Эта речь, не вполне ясная и в некоторых разделах непоследовательная, завоевала Шлейхеру очень мало новых друзей, но стоила ему поддержки старых, которую он вряд ли рассчитывал и не мог позволить себе потерять. Те предложения, которые должны были произвести впечатление на нацистов и социалистов, вызвали недовольство бизнесменов и аграриев. Бизнесменам не понравился его «поклон» рейхстагу и отмежевание от системы свободного предпринимательства, а аграриев возмутил возврат к планам переселения, вынашиваемым еще Брюнингом. Да и взаимоотношения с профсоюзами заставляли вышеуказанные группы относиться к Шлейхеру с подозрением – в итоге они отвернулись от нового канцлера.
На самом деле у них было даже больше оснований для волнений, чем причин, известных им, чтобы опасаться намерений Шлейхера. Среди альтернативных направлений его политики, которые он рассматривал на случай, если не сумеет договориться с нацистами, была попытка найти поддержку у социал – демократов.

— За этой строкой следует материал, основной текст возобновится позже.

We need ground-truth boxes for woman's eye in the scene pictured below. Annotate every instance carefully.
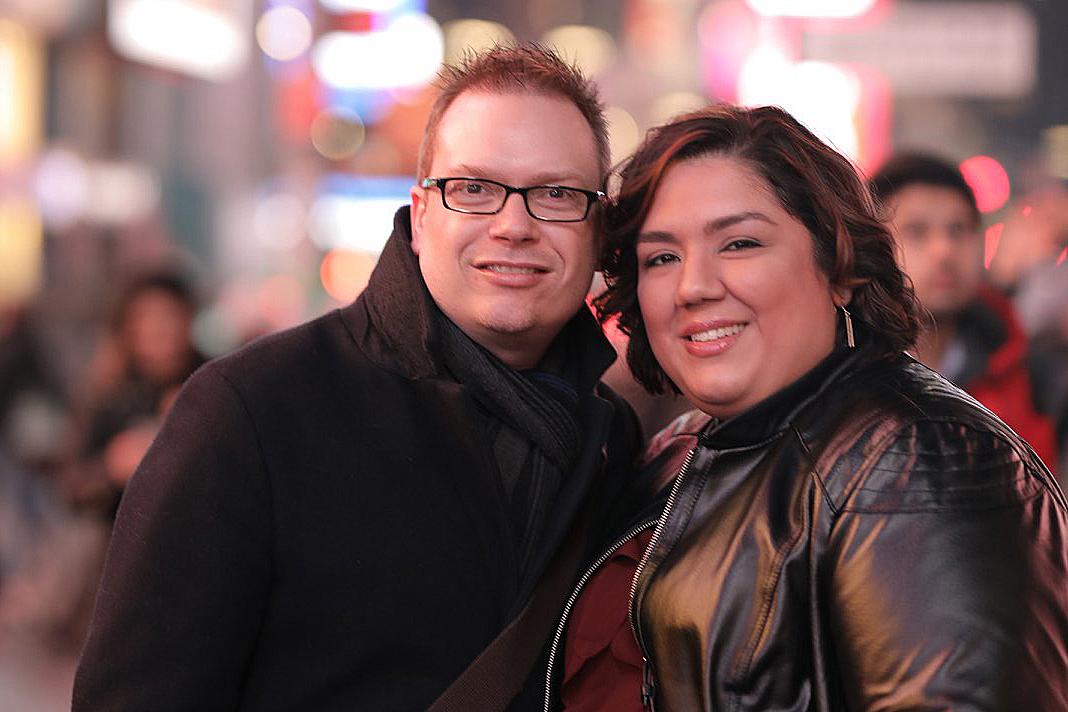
[641,252,678,268]
[723,237,761,251]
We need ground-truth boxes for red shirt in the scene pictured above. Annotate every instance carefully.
[560,529,653,712]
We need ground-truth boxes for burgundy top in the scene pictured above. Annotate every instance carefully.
[560,529,654,712]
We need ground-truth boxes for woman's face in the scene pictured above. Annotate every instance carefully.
[635,154,844,418]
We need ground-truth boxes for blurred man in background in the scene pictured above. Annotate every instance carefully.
[870,152,1058,470]
[72,45,640,712]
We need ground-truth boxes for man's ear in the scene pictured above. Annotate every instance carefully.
[410,185,426,256]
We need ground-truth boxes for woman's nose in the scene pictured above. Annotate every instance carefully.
[675,254,725,306]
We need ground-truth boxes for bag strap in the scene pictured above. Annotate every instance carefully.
[425,516,588,712]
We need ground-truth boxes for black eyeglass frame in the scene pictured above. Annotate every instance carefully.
[420,177,606,223]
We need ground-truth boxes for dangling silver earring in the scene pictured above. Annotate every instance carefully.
[840,305,855,348]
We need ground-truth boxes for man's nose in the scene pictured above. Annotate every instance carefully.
[489,192,537,243]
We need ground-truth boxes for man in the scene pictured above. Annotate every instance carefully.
[72,45,640,712]
[870,151,1057,468]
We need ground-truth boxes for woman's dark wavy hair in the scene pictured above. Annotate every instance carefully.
[594,104,920,395]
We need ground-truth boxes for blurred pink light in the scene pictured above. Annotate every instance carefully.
[745,0,877,18]
[1058,247,1067,267]
[960,155,1011,213]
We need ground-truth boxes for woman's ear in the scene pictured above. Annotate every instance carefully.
[832,285,853,308]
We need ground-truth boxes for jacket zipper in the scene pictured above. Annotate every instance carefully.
[541,518,659,712]
[627,446,699,711]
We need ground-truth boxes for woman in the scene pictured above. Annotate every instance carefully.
[547,105,1068,711]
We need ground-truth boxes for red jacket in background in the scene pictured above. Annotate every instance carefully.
[960,286,1058,470]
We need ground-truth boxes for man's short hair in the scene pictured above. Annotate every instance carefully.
[868,152,981,226]
[417,44,609,182]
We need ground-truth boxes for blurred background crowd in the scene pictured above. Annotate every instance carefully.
[0,0,1066,708]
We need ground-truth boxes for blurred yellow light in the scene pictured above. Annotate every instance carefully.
[0,197,43,306]
[605,106,640,166]
[320,249,378,303]
[0,19,43,164]
[256,5,313,62]
[541,25,616,77]
[442,19,514,65]
[313,13,442,90]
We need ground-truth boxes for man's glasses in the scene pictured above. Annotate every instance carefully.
[421,177,605,223]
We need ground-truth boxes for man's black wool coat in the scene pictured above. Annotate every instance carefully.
[72,208,641,712]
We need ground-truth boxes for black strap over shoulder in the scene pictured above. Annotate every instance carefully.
[425,514,588,712]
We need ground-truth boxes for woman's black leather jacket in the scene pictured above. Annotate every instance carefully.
[626,346,1068,711]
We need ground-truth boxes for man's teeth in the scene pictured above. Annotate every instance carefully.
[690,324,744,342]
[483,264,539,274]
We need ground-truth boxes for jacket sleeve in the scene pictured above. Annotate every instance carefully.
[72,363,274,712]
[825,419,1068,711]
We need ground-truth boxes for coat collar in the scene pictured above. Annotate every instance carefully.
[698,324,882,450]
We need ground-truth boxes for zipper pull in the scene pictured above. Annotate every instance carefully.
[641,657,657,710]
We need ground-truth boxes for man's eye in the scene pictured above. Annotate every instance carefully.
[463,182,484,194]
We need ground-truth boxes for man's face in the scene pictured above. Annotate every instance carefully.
[887,183,983,318]
[410,91,601,369]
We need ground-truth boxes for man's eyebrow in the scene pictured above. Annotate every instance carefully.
[445,165,590,186]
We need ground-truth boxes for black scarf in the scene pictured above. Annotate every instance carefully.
[438,315,582,571]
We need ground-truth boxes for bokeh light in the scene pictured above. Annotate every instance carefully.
[745,0,877,18]
[320,248,378,302]
[312,12,443,90]
[960,155,1011,213]
[34,145,89,229]
[317,0,408,12]
[649,91,709,126]
[605,106,640,166]
[310,108,366,160]
[0,196,42,306]
[442,19,514,65]
[107,0,251,80]
[256,5,313,62]
[739,48,862,160]
[308,193,406,251]
[254,191,306,250]
[257,273,307,331]
[541,25,616,77]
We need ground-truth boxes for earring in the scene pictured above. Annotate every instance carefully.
[840,305,855,348]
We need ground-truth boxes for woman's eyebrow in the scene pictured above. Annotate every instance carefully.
[636,230,676,245]
[703,211,775,234]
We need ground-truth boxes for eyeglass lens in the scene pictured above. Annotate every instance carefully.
[442,179,589,220]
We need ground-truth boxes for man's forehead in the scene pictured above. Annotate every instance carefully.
[428,90,601,181]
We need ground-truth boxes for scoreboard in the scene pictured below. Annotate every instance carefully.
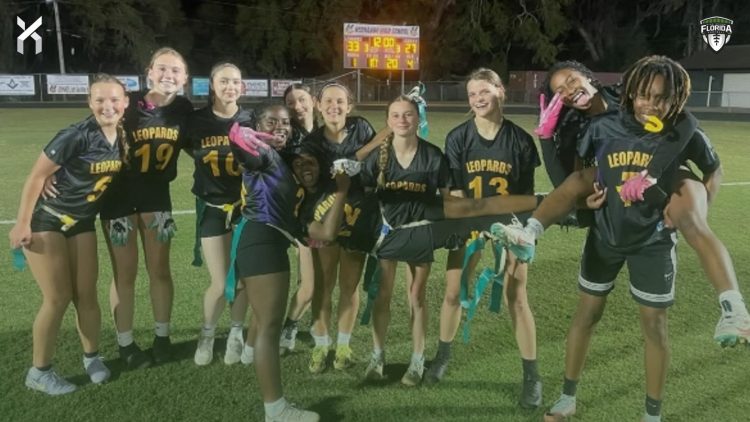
[343,23,419,71]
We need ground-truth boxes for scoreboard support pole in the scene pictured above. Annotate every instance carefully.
[357,69,361,103]
[401,70,405,95]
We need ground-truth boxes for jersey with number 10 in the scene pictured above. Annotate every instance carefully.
[184,106,254,204]
[40,116,123,219]
[445,118,540,198]
[123,91,193,183]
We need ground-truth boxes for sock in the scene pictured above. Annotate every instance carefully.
[264,397,288,418]
[522,358,539,380]
[201,324,216,338]
[283,318,299,329]
[34,365,52,373]
[562,377,578,396]
[117,330,134,348]
[154,322,170,338]
[372,347,384,358]
[645,395,662,417]
[83,351,99,359]
[437,340,452,360]
[527,218,545,240]
[312,334,331,348]
[337,332,351,346]
[719,290,747,316]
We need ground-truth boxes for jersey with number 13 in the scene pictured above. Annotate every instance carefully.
[445,118,540,198]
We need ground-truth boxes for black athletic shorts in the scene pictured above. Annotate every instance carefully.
[30,207,96,238]
[579,229,677,308]
[235,220,292,278]
[199,203,241,238]
[99,177,172,220]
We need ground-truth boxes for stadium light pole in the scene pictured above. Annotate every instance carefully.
[46,0,65,74]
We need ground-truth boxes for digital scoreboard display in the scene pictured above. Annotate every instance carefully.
[343,23,420,71]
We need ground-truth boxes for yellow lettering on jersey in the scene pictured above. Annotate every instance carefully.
[131,126,180,143]
[90,160,123,174]
[384,180,427,193]
[464,159,512,176]
[313,194,337,222]
[343,204,361,227]
[607,151,653,169]
[201,135,230,148]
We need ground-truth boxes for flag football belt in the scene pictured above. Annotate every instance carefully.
[204,199,242,230]
[41,205,78,232]
[192,198,242,266]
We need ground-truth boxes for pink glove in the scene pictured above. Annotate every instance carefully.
[228,122,273,157]
[619,171,655,202]
[533,92,564,138]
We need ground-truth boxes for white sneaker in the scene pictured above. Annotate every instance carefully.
[241,344,254,365]
[83,355,111,384]
[194,335,215,366]
[25,367,77,395]
[364,351,385,380]
[543,394,576,421]
[280,325,298,354]
[714,312,750,347]
[401,359,424,386]
[265,403,319,422]
[224,329,244,365]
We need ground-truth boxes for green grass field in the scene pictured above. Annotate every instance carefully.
[1,108,749,421]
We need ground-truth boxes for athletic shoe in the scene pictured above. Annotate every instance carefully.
[25,367,77,395]
[714,313,750,347]
[224,329,244,365]
[152,336,172,364]
[401,360,424,387]
[83,355,111,384]
[240,345,254,365]
[364,352,385,380]
[194,335,214,366]
[543,394,576,421]
[333,344,355,370]
[519,376,542,409]
[280,325,298,355]
[491,221,536,263]
[119,343,151,370]
[423,356,449,384]
[308,346,328,374]
[265,403,320,422]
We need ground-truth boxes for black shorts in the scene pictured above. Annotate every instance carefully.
[234,220,292,278]
[199,202,241,237]
[30,208,96,238]
[579,229,677,308]
[99,177,172,220]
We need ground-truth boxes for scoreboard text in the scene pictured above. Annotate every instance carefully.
[343,23,420,71]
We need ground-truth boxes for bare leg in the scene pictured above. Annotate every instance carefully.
[68,232,101,354]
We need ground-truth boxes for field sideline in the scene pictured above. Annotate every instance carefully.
[1,108,749,421]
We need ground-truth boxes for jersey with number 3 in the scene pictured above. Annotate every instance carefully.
[123,91,193,183]
[445,119,540,198]
[184,106,254,204]
[40,116,123,219]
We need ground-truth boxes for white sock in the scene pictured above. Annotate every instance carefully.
[155,322,170,337]
[264,397,288,417]
[719,290,747,316]
[117,331,134,347]
[312,334,331,347]
[201,325,216,337]
[527,218,545,240]
[372,347,384,358]
[337,332,351,346]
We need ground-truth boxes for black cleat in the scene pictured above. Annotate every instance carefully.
[119,343,152,370]
[423,358,449,385]
[519,376,543,409]
[152,336,172,364]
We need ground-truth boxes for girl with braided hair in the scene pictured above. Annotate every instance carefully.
[10,74,129,394]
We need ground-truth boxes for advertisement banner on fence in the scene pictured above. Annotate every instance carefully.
[116,75,140,92]
[192,77,210,96]
[47,74,89,94]
[270,79,301,97]
[0,75,35,96]
[242,79,268,97]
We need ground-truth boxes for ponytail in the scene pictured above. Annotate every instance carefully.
[376,133,393,190]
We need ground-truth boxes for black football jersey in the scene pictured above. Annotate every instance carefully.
[230,142,304,238]
[445,118,540,197]
[580,110,720,250]
[184,106,254,204]
[304,116,375,162]
[39,116,123,219]
[122,91,193,183]
[360,139,450,228]
[298,180,380,252]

Опираясь на поддержку социал – демократов, профсоюзов и умеренной буржуазии, генерал обдумывал возможность распустить рейхстаг, отложить новые выборы, объявить вне закона нацистскую партию и ее военизированные формирования, объединить «Железный фронт» и «Стальной шлем» в единую организацию и слить все профессиональные союзы в один трудовой союз. За это два социалиста или профсоюзных деятеля должны были войти в кабинет.
План являлся типичным продуктом изменчивого ума генерала. Эта программа была совершенно безрассудна. Представлялось в высшей степени маловероятным, что Гинденбург согласится на такой резкий политический поворот. Но у Шлейхера был ответ и на это тоже. Он надеялся убедить маршала после того, как уберет Оскара фон Гинденбурга из его ближайшего окружения. Молодой Гинденбург, произведенный в генерал – майоры, должен был получить назначение в Восточную Пруссию. Хотя очень сомнительно, что президент, ставший очень зависимым от своего сына, согласился бы отказаться от его услуг. Но маршалу так никогда и не пришлось принимать подобное решение. Весь план рухнул, поскольку социал – демократы, испытывавшие глубочайшее недоверие к Шлейхеру, отказались следовать за ним.